By analyzing the gender vs injury plot I came up with a conclusion that there is a distribution of injuries among male with a proportion of 8.5 while that of female with 1.3.
Which is the area which has zero percent harm on injuries?
By analyzing the injury vs division graph i came up with an outcome that division are between two parts central and non-central is the only part of the country which has no crime rate.
Which months needs more officers to be in duty ?
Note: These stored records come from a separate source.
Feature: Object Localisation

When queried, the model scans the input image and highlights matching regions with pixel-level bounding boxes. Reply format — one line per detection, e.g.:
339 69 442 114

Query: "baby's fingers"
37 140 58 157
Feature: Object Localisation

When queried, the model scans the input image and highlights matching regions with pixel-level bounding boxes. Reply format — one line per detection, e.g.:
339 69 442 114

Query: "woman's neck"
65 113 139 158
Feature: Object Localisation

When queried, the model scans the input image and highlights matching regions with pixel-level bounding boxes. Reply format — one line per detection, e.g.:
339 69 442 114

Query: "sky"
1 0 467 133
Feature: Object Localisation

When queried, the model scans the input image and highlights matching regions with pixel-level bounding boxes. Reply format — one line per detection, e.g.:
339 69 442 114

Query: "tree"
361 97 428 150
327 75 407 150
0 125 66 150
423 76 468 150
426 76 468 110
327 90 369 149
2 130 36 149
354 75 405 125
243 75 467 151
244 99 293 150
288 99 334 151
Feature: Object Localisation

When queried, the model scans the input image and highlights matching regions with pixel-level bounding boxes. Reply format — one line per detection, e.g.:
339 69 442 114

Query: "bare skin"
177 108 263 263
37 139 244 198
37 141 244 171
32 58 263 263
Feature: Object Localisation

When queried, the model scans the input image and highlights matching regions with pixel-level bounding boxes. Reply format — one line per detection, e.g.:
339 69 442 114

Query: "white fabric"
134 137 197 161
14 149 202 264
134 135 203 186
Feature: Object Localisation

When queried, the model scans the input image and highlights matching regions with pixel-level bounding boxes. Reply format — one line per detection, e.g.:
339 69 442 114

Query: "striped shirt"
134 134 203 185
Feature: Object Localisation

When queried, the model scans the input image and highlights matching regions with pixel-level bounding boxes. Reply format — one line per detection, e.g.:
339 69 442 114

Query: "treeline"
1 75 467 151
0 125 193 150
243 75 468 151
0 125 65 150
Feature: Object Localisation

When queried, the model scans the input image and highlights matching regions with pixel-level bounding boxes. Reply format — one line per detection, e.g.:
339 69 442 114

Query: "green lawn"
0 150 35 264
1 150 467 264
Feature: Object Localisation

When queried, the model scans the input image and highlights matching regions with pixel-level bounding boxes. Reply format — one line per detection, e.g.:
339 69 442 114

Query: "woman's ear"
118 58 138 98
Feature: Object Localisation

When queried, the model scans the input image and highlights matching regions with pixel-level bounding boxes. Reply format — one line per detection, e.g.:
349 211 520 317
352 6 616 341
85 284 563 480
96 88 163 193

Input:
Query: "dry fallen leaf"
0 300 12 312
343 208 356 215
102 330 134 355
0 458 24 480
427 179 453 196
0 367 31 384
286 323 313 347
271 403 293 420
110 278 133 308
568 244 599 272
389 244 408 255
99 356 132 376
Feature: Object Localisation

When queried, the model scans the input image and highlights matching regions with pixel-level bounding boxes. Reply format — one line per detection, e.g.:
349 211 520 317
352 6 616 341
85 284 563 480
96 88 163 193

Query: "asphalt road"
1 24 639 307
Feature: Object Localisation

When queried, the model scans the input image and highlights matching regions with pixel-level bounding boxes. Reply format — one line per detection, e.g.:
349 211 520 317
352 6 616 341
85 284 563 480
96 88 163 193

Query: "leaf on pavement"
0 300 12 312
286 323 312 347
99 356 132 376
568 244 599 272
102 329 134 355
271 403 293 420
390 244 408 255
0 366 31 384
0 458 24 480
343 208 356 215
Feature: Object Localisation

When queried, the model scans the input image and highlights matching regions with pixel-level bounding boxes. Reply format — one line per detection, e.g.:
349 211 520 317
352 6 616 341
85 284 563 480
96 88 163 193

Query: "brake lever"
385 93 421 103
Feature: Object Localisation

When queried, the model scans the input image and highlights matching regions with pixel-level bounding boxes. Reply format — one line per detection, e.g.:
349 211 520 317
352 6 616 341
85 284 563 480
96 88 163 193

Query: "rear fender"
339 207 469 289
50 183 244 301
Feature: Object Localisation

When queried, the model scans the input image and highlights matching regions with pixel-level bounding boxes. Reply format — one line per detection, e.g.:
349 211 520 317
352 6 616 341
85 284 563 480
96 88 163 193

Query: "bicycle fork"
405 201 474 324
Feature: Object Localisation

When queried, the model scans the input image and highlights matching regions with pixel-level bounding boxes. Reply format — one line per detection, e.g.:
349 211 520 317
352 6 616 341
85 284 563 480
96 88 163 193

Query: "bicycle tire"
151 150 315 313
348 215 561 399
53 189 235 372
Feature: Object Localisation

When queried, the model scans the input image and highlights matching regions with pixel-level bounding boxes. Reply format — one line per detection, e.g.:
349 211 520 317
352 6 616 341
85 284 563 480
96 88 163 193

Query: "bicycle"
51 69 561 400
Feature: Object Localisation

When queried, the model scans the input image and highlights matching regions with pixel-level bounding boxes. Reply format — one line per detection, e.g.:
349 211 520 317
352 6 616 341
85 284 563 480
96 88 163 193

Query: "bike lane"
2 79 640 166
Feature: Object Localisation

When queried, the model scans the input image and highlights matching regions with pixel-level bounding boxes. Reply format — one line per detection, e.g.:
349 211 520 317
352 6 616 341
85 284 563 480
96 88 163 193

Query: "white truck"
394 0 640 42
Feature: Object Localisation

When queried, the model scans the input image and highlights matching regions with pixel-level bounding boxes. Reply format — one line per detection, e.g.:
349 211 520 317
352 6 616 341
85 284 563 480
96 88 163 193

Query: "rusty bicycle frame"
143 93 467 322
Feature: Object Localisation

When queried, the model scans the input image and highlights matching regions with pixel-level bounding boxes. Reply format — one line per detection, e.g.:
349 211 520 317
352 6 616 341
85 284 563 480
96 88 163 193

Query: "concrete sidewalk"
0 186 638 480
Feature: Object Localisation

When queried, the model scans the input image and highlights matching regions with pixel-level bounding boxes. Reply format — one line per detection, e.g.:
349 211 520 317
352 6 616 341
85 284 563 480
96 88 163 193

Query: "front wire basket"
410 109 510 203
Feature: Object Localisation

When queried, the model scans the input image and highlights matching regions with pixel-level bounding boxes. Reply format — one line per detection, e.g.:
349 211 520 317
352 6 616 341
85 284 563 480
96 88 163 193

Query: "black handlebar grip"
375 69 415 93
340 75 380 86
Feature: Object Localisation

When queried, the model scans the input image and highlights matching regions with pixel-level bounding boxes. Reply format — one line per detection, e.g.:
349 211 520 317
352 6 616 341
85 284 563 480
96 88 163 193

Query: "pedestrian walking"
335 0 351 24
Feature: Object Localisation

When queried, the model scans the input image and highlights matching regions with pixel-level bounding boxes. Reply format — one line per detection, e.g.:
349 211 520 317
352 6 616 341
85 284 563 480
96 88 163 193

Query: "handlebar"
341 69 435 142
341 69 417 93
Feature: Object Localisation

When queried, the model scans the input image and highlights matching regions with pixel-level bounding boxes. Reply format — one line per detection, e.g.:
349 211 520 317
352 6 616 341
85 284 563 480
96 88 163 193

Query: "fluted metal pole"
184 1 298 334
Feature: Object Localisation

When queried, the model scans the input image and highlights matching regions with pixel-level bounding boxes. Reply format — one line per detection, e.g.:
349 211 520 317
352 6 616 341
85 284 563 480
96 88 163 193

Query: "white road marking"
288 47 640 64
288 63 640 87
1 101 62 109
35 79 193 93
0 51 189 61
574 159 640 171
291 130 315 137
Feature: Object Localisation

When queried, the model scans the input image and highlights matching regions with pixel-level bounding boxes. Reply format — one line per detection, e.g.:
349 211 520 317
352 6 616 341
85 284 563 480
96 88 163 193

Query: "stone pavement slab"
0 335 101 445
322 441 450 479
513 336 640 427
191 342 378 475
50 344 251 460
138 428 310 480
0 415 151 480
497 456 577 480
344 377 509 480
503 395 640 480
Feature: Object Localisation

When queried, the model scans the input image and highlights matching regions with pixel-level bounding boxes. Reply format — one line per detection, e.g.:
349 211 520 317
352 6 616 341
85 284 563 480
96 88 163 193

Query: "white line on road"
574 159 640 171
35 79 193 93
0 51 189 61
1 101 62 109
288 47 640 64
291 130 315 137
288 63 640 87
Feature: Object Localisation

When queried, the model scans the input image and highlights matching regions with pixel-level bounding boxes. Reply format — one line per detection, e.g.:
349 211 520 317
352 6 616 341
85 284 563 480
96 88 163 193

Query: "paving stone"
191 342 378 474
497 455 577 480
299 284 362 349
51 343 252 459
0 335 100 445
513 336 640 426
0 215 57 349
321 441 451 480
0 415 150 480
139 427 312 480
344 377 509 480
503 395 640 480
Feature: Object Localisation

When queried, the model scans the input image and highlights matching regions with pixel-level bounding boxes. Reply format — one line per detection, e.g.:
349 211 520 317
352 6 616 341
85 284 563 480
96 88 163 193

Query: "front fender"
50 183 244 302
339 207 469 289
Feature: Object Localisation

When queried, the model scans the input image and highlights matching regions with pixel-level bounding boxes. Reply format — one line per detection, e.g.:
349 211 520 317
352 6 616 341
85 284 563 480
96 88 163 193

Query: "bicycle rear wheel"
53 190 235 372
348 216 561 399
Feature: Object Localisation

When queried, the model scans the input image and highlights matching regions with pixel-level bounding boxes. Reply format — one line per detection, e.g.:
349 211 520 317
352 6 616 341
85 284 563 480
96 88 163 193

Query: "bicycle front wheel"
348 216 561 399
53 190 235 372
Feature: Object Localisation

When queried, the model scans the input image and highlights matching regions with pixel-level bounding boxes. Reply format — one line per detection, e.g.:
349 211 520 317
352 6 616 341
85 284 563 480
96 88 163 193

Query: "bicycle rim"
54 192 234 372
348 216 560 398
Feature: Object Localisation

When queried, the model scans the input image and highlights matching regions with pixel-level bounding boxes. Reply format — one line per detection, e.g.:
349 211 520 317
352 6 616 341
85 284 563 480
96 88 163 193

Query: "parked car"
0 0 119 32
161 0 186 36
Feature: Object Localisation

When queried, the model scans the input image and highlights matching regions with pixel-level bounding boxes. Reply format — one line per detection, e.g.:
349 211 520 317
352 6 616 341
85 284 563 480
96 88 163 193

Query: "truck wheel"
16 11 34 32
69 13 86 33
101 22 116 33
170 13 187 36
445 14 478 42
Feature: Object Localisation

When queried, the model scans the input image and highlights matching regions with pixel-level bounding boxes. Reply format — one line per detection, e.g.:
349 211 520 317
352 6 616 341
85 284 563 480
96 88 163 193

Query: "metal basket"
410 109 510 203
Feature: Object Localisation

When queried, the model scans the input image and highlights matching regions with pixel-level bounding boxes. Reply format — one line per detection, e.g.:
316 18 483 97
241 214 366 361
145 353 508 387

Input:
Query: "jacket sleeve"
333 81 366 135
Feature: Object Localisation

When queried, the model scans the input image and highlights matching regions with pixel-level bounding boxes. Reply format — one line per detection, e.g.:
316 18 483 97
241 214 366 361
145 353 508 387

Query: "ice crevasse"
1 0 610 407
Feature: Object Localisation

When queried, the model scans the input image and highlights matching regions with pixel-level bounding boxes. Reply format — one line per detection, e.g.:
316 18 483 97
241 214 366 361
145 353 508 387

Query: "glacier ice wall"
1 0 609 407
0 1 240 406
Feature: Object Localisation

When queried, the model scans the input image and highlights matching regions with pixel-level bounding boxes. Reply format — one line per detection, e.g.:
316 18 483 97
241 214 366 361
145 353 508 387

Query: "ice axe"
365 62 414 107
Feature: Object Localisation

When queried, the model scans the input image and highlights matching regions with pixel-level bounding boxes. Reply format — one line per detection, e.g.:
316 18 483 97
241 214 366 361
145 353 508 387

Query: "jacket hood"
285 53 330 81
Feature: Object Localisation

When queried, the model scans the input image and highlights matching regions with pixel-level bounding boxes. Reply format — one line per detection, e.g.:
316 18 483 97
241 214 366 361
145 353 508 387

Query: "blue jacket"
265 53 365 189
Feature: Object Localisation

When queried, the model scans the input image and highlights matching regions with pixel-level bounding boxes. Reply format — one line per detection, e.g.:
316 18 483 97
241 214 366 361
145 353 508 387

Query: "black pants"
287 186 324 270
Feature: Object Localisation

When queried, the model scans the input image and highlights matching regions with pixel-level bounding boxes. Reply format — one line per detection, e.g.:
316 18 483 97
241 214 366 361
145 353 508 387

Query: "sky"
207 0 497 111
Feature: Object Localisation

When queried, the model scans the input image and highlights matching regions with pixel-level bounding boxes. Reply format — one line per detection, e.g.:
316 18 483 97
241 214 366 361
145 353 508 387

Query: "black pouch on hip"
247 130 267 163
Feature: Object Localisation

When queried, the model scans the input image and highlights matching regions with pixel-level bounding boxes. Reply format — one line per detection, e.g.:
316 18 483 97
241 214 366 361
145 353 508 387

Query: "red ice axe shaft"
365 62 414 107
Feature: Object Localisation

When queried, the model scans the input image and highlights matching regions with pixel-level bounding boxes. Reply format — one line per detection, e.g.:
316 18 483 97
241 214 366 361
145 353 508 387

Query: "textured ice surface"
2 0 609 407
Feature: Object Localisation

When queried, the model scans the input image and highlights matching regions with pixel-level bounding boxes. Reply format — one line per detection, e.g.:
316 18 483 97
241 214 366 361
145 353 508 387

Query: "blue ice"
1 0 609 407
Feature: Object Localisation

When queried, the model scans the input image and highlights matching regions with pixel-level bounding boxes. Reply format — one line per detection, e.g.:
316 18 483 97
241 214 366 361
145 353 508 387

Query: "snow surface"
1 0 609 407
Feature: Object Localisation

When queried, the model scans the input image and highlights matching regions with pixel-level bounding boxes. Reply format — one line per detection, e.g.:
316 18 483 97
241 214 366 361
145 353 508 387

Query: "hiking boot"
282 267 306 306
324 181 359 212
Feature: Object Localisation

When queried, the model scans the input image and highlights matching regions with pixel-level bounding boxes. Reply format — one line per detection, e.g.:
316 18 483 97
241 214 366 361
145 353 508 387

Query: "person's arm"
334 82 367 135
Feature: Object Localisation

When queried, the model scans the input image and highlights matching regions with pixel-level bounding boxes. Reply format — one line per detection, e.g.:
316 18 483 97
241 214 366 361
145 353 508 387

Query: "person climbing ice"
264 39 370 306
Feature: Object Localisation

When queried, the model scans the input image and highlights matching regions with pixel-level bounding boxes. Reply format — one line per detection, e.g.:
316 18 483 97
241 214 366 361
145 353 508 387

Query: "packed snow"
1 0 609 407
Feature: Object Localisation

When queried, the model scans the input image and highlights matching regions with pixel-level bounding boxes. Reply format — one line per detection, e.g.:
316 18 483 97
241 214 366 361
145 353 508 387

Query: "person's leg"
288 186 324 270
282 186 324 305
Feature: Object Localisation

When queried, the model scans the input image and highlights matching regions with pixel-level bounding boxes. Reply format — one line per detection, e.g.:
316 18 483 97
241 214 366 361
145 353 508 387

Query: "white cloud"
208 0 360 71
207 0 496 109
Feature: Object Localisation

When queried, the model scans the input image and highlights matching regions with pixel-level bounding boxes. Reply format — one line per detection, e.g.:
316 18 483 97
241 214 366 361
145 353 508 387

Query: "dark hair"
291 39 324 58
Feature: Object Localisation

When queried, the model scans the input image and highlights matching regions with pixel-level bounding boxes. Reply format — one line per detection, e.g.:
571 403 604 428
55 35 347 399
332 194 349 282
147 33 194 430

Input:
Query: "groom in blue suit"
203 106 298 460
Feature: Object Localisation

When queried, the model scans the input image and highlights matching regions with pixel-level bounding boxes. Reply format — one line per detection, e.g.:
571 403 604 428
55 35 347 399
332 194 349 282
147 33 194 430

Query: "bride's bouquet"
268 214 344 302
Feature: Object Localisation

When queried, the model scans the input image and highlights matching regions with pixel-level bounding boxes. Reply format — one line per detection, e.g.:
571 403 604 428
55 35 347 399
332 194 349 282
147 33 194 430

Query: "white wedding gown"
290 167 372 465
After analyzing the date with injury I have interpreted that some ofthe months have higher rate of injury which proofs that it need more officer assistant to make that country more safer.
## Conclusion
Looking at the data, it clearly indicates via the bar plot that there has been an direct realtionship between distribution and officer injurity . However, if we look at the data in more detail month by month there is some very interesting points to not that in festival months more officers are injured with a range from 50 to 70. If we look at the interval there was a considerable decrease in the amount of crimes from januray to may but suddenly in may there has been immense increase in injury rate. After may,again there was an immense decrease observed untill august but followed another two-month positive increase.The graph clearly shows some fluctuations within the data for injury rate, however due to the huge increment in january ,may and septempber,it can be predicted that large proprtion of crime are committed in festival month by analyzing the injury rate of officers. After considering various factors for analysing injuries like gender,month,division for officers in uk,we came up with stastical diagram which really highlights the increasing risk of officers life while doing their duty.To improve our surroundings we need to higlighte this major issue among the people and governement so that it can take serious measures to control the rate of attacks on officers and will adopt more strict rules and regualtions to decrease the crime rate.For preventing this increasing injuries, goverment should avail more advanced posessions to the officers so that they can have their self defence with hundred percent efficiency.